La suposición de que
Remedios, la bella, poseía poderes de muerte, estaba entonces
sustentada por cuatro hechos irrebatibles. Aunque algunos hombres
ligeros de palabra se complacían en decir que bien valía sacrificar
la vida por una noche de amor con tan conturbadora mujer, la verdad
fue que ninguno hizo esfuerzos por conseguirlo.
Tal vez, no
sólo para rendirla sino también para conjurar sus peligros, habría
bastado con un sentimiento tan primitivo, y simple como el amor, pero
eso fue lo único que no se le ocurrió a nadie. Úrsula no volvió a
ocuparse de ella.
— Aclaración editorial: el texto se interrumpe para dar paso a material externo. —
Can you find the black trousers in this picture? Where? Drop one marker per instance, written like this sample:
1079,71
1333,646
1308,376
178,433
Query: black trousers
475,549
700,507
En otra época, cuando todavía no renunciaba al
propósito de salvarla para el mundo, procuró que se interesara por
los asuntos elementales de la casa. “Los hombres piden más de lo
que tú crees”, le decía enigmáticamente. “Hay mucho que
cocinar, mucho que barrer, mucho que sufrir por pequeñeces, además
de lo que crees.” En el fondo se engañaba a sí misma tratando de
adiestrarla para la felicidad doméstica„ porque estaba convencida
de que, una vez satisfecha la pasión, no había un hombre sobre la
tierra capaz de soportar así fuera por un día una negligencia que
estaba más allá de toda comprensión. El nacimiento del último
José Arcadio, y su inquebrantable voluntad de educarlo para Papa,
terminaron por hacerla desistir de sus preocupaciones por la
bisnieta. La abandonó a su suerte, confiando que tarde o temprano
ocurriera un milagro, y que en este mundo donde había de todo
hubiera también un hombre con suficiente cachaza para cargar con
ella. Ya desde mucho antes, Amaranta había renunciado a toda
tentativa de convertirla en una mujer útil. Desde las tardes
olvidadas del costurero, cuando la sobrina apenas se interesaba por
darle vuelta a la manivela de la máquina de coser, llegó a la
conclusión simple de que era boba. “Vamos a tener que rifarte”,
le decía, perpleja ante su impermeabilidad a la palabra de los
hombres. Más tarde, cuando Úrsula se empeñó en que Remedios, la
bella, asistiera a misa con la cara cubierta con una mantilla,
Amaranta pensó que aquel recurso misterioso resultaría tan
provocador, que muy pronto habría un hombre lo bastante intrigado
como para buscar con paciencia el punto débil de su corazón. Pero
cuando vio la forma insensata en que despreció a un pretendiente que
por muchos motivos era más apetecible que un príncipe, renunció a
toda esperanza. Fernanda no hizo siquiera la tentativa de
comprenderla. Cuando vio a Remedios, la bella, vestida de reina en el
carnaval sangriento, pensó que era una criatura extraordinaria. Pero
cuando la vio comiendo con las manos, incapaz de dar una respuesta
que no fuera un prodigio de simplicidad, lo único que lamentó fue
que los bobos de familia tuvieran una vida tan larga. A pesar de que
el coronel Aureliano Buendía seguía creyendo y repitiendo que
Remedios, la bella, era en realidad el ser más lúcido que había
conocido jamás, y que lo demostraba a cada momento con su asombrosa
habilidad para burlarse de todos, la abandonaron a la buena de Dios.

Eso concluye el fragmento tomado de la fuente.